Elaine and I went to sleep, of a sort, at midnight. We couldn’t bear to stay up for the inevitable news. I woke up at two-something and remembered what Lee Hays said at the Weavers’ farewell concert, November 28, 1980, not long after the election of Ronald Reagan to the presidency:
“We’ve been around long enough to tell you: be of good cheer. This, too, will pass. I’ve had kidney stones, and I know.”And then I thought of Edvard Munch’s The Scream , and then I somehow fell asleep for another hour.

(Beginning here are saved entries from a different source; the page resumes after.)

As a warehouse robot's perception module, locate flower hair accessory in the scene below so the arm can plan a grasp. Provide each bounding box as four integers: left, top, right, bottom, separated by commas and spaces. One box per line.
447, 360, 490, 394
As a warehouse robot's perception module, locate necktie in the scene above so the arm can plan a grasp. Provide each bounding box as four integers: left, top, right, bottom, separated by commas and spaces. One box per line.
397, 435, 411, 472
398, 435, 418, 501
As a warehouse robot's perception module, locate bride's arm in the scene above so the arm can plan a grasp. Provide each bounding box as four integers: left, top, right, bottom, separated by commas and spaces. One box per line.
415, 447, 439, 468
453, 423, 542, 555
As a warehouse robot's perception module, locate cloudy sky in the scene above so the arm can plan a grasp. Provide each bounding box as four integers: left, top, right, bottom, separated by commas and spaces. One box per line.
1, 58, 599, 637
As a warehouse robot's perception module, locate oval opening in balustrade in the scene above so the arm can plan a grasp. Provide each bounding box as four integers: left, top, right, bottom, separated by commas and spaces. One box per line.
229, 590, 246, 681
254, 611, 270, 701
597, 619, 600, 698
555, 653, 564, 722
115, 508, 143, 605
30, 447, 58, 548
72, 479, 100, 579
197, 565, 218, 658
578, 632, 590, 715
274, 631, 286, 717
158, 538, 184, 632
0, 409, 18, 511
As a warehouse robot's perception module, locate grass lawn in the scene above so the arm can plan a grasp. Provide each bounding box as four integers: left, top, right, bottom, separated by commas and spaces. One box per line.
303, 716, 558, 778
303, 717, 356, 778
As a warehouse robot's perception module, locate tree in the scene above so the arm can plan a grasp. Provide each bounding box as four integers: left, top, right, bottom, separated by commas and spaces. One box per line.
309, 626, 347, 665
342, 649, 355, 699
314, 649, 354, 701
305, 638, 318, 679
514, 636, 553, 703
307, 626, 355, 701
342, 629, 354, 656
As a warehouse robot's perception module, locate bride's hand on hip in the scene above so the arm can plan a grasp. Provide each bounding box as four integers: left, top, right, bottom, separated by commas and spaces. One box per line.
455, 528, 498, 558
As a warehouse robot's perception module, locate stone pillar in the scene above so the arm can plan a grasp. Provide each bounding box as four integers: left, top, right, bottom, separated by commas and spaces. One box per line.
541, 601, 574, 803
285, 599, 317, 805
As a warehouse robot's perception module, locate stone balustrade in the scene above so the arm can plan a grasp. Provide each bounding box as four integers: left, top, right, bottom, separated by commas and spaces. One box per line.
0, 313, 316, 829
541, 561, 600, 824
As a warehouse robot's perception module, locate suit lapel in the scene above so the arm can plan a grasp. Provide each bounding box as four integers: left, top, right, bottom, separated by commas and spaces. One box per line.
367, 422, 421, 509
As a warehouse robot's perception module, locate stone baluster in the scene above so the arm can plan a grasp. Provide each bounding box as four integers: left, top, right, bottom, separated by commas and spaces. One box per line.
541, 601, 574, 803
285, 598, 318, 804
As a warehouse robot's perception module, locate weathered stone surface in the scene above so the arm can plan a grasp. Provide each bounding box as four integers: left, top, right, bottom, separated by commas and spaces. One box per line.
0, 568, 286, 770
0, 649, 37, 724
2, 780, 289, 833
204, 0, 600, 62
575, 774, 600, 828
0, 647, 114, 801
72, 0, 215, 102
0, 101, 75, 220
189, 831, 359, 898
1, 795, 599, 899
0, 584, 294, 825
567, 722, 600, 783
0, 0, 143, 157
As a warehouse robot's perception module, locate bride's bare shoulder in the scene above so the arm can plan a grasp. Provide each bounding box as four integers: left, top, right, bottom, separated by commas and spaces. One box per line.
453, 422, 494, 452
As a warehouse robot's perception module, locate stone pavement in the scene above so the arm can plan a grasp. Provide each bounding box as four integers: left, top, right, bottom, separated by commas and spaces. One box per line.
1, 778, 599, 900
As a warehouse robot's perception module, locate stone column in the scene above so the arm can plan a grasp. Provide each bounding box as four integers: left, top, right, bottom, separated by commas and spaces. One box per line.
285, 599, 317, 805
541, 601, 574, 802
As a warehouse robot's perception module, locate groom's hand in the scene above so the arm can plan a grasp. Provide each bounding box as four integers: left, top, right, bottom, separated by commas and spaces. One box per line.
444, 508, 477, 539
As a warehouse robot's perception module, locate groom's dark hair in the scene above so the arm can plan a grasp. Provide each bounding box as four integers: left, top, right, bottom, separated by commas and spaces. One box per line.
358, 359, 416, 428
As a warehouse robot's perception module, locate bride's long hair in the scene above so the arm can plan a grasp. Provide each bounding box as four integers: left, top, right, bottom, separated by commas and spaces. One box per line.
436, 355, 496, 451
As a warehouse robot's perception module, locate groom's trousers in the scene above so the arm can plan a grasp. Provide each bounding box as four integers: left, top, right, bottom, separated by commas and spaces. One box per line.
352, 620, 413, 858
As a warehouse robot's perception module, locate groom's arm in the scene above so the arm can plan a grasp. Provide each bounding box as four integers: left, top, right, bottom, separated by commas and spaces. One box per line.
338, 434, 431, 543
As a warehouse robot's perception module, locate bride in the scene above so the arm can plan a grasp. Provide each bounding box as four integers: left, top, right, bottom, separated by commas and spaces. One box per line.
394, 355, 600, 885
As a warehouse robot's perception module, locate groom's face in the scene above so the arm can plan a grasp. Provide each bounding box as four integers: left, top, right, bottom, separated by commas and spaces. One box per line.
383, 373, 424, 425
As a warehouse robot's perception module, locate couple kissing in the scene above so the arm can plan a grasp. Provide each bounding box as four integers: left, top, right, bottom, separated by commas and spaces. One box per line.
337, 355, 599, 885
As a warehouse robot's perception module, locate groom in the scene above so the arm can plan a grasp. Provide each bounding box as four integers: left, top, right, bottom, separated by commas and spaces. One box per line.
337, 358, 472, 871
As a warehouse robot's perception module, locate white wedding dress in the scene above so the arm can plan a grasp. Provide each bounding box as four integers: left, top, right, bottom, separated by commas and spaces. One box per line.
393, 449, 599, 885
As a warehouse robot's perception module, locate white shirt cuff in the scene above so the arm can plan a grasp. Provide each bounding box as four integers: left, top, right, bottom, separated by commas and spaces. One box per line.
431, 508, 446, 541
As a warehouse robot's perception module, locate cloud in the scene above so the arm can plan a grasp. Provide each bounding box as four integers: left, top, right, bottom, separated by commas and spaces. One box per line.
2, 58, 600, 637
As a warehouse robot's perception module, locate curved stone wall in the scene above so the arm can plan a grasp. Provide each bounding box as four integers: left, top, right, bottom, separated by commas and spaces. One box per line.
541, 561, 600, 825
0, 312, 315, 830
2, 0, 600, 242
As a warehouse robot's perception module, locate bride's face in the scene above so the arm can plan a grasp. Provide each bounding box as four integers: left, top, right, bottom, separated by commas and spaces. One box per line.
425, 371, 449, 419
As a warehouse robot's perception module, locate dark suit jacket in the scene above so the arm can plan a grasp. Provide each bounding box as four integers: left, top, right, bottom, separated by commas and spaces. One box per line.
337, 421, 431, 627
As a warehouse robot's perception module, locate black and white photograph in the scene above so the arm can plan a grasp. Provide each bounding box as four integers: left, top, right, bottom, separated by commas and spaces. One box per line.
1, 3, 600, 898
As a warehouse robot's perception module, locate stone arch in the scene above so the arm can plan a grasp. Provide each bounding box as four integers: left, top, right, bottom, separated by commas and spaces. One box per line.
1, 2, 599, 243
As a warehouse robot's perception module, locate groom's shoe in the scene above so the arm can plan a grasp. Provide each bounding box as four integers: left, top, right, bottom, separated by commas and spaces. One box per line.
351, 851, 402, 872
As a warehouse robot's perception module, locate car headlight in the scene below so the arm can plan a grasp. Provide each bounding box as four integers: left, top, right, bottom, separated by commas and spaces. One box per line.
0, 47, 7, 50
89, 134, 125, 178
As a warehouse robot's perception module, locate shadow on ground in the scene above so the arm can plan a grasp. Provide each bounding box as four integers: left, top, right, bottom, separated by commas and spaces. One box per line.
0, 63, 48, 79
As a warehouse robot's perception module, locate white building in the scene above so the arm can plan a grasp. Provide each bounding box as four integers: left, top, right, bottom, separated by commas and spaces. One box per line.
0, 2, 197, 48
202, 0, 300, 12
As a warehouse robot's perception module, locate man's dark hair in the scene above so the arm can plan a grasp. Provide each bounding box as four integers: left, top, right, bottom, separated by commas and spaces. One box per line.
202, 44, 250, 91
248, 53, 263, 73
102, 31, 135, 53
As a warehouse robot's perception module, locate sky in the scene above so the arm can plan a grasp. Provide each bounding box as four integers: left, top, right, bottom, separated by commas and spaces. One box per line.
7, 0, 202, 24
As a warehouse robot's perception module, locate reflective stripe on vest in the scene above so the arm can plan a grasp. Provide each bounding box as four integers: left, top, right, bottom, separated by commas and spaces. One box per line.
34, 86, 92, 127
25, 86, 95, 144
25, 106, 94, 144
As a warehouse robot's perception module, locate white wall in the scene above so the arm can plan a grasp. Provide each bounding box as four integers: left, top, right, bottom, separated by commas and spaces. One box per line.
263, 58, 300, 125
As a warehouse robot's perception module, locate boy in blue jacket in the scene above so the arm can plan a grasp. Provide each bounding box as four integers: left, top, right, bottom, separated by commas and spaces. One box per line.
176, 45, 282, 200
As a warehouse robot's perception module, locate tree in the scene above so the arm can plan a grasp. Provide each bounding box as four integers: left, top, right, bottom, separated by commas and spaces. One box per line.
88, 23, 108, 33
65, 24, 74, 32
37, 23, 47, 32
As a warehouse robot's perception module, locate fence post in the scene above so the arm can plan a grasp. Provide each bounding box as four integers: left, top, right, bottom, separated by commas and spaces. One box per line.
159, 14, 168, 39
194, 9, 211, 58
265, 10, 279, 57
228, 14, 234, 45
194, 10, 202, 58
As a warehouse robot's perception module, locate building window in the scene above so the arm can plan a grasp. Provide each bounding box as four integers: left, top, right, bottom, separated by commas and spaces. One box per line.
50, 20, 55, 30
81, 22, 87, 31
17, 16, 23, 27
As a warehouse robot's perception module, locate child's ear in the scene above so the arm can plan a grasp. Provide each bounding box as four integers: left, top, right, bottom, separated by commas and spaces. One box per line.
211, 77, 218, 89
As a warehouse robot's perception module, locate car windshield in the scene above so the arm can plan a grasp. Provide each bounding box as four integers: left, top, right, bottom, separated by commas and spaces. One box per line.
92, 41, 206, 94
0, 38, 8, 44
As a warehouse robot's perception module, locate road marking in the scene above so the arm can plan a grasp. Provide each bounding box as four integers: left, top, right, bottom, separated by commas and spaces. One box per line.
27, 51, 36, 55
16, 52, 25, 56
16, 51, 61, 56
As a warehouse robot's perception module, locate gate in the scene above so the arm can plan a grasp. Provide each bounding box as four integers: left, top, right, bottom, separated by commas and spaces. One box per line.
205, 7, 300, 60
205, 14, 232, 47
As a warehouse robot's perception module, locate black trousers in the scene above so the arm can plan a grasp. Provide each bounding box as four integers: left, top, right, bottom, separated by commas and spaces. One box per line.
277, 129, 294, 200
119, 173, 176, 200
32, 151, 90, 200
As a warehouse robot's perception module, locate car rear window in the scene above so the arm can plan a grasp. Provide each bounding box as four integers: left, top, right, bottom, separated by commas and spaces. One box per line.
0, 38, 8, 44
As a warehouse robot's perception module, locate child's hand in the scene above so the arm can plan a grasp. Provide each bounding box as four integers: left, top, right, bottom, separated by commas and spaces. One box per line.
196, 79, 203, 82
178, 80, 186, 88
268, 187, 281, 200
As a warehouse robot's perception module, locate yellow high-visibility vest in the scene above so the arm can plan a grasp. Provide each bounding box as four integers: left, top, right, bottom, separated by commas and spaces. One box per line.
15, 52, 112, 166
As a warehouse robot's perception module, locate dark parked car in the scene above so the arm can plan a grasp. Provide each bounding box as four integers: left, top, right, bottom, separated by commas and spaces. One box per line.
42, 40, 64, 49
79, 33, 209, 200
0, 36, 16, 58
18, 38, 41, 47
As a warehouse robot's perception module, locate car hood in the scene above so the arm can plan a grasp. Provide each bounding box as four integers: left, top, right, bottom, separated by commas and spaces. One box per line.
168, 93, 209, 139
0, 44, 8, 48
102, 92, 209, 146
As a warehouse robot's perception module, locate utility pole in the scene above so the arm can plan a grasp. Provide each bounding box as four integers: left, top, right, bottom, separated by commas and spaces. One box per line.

The New York Times this morning:
Donald John Trump was elected the 45th president of the United States on Tuesday in a stunning culmination of an explosive, populist and polarizing campaign that took relentless aim at the institutions and long-held ideals of American democracy.Without institutions and ideals you don’t have much of a democracy, or much of a culture. Donald Trump’s Improv Tour has revealed his contempt for the rule of law and for the house we live in, which holds countless varieties of human identity, ability, and purpose. As head birther, he had already long revealed his contempt for fact. Without fact, you don’t have much of a reality other than that which those in power declare: 2 + 2 = 5. Trump is by all indications incapable of a day’s worth of sustained attention to the work of the presidency, much less four-years’ worth. And yet he was elected.
I have long thought of 1968 as the darkest year of my small chunk of American history. But now that year is 2016.